It’s Not Over ‘Til it’s Over
1/19/2011 3:26 PM
On Tuesday, the S&P recorded its fourth rally in five days with a gain of 0.1%. Advancing stocks exceeded losers by almost 5:4. However, the up/down volume ratio was bearish by almost 2:1 thanks to Citigroup. Total volume increased 13%. The daily Coppock Curve has a bullish bias for 18 of the 24 S&P industry groups and 16 of the 30 stocks in the DJIA.
Both the July-August and August-November rallies were corrective structures. However, the current rally from the late November low has much more of an impulsive look to it. Since the first two are corrective, the current rally will almost certainly end up being corrective as well.
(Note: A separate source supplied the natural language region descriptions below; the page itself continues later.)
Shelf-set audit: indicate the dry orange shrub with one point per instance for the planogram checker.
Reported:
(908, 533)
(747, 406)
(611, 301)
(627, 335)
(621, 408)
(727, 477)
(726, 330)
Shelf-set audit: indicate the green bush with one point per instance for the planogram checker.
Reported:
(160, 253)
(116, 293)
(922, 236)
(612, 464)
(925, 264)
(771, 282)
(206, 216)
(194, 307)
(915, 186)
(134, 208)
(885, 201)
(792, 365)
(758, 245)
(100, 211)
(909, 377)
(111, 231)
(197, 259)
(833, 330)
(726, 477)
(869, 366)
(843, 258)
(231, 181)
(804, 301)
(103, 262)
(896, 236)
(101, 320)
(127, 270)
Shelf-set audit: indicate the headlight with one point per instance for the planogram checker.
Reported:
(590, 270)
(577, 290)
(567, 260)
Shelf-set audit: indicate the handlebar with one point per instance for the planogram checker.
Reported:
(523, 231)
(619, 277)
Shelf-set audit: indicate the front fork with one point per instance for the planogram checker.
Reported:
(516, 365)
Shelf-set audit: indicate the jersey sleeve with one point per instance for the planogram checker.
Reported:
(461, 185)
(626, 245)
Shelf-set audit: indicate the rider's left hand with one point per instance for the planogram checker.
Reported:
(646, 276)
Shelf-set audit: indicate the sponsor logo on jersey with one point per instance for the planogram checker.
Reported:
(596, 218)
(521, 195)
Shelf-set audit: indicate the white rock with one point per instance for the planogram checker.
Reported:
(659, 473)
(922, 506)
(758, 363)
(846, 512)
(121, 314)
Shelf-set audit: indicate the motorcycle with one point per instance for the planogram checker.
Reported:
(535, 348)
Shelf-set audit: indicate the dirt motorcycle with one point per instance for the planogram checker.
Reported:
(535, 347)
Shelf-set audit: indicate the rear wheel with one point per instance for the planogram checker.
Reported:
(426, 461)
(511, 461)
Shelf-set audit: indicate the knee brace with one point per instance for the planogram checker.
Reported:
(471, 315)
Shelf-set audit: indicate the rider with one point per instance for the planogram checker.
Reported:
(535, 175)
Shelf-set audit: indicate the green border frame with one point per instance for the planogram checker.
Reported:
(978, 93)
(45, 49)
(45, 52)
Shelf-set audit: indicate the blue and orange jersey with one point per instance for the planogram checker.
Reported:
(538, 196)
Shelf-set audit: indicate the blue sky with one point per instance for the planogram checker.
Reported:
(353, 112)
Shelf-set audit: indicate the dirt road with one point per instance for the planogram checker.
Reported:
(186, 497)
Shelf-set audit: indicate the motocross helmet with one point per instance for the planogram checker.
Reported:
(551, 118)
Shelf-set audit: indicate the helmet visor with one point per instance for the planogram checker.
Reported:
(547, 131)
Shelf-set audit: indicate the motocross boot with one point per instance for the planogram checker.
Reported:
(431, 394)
With that in mind, the most straight-forward count is that a five-wave “A” ended on December 29 and the “C” wave began two days later. This “C” will be 0.618 of the “A” at 1310, which is within the 1289-1313 first support range mentioned in the recent STR. Nearby support is at 1262-1254.
Meanwhile, the dollar index traded to as low as 78.64 today. That represents a breakdown from the 79.06-78.08 support range mentioned in the current STR. In addition, the daily Coppock fell to a new reaction low. Thus, the index has recorded both a price and momentum breakdown.